3. 15/06/2010 13:04 - Jérôme Combier
La musique cacophonique cher monsieur, (et la "bien-pensée" )
chacun la sienne ...
Jérôme Combier
4. 15/06/2010 14:09 - thierry bruno
Je suis désolé d'avoir contrarié un compositeur moderne. J'ai une question à poser aux légitimes défenseurs de la musique "moderne" : pourquoi un musicien compose-t-il ? Etes-vous sûr que nos musiciens "chercheurs" actuels "pensent" comme Beethoven ? Béotien que je suis, humble amateur n'y trouvant que mon égoïste plaisir, j'attends d'abord qu'une oeuvre, écoutée une première fois, accroche mon oreille, la retienne. Après, il y aura plusieurs écoutes, il y aura une démarche moins "primaire". Mais il faut d'abord que cette musique me retienne. Et là, désolé mais la musique style Stockhausen, je n'y arrive pas : mon oreille implore grâce.
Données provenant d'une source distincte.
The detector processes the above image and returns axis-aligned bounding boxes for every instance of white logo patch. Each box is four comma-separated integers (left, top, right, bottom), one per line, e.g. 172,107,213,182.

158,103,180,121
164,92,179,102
Sont-ils capables, ces compositeurs, d'écrire du Bach ? Probablement mais d'être Bach sans le copier, là est le hic, non ? Mais en art je vous le concède, je suis un affreux réac' primaire qui s'émeut de la poésie d'un tableau de Renoir et s'ennuie devant Picasso, dévore Bernanos, Mauriac, Kessel ou Gary pour citer des auteurs du XXème et se bat pour finir un Goncourt de ces vingt dernières années , et en histoire, je préfère lire René Grousset à Benjamin Stora ; ils ont tellement plus de choses à me dire.
Alors, je retire "cacophonie bien-pensante " et reconnait humblement que la modernité n'a pas grand chose à me dire, ce qui ne signifie pas évidemment qu'elle ne parle pas à d'autres.
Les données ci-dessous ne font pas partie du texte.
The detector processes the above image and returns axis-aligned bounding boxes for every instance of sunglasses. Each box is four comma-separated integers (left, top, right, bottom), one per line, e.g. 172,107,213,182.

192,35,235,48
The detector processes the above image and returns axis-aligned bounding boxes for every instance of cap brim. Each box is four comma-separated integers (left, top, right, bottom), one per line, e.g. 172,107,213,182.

5. 15/06/2010 17:39 - Alain Jamot
@thierry bruno @neither : désolé Messieurs, mais vous enfermez trop la "musique moderne" (contemporaine) dans les affres franchouillo-européens. L'opposition musique-d'autrefois-audible/musique-d'aujourd'hui-cacaphonie ne tient pas/plus.
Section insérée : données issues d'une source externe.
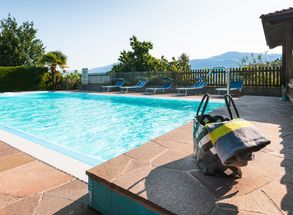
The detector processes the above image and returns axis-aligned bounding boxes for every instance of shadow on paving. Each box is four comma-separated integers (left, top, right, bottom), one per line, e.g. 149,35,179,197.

145,96,293,214
54,195,99,215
Vous nous parlez de l'avant-garde de nos papys et mamys, cela fait belle lurette que Stockhausen ne fait plus école (même si conceptuellement certaines de ses oeuvres, comme celles de Scelci ou Xenakis, valent le détour. En terme de pièce écoutable, c'est autre chose !).
Beaucoup de compositeurs ne se soucient plus des oukazes de la place Igor-Stravinsky (l'Ircam et les poteaux de Pierrot-le-dictateur) depuis des lustres, et écrivent (ou ont écrit, certains sont déjà morts hélas) une musique actuelle pertinente, sexy, moderne et qui bouge.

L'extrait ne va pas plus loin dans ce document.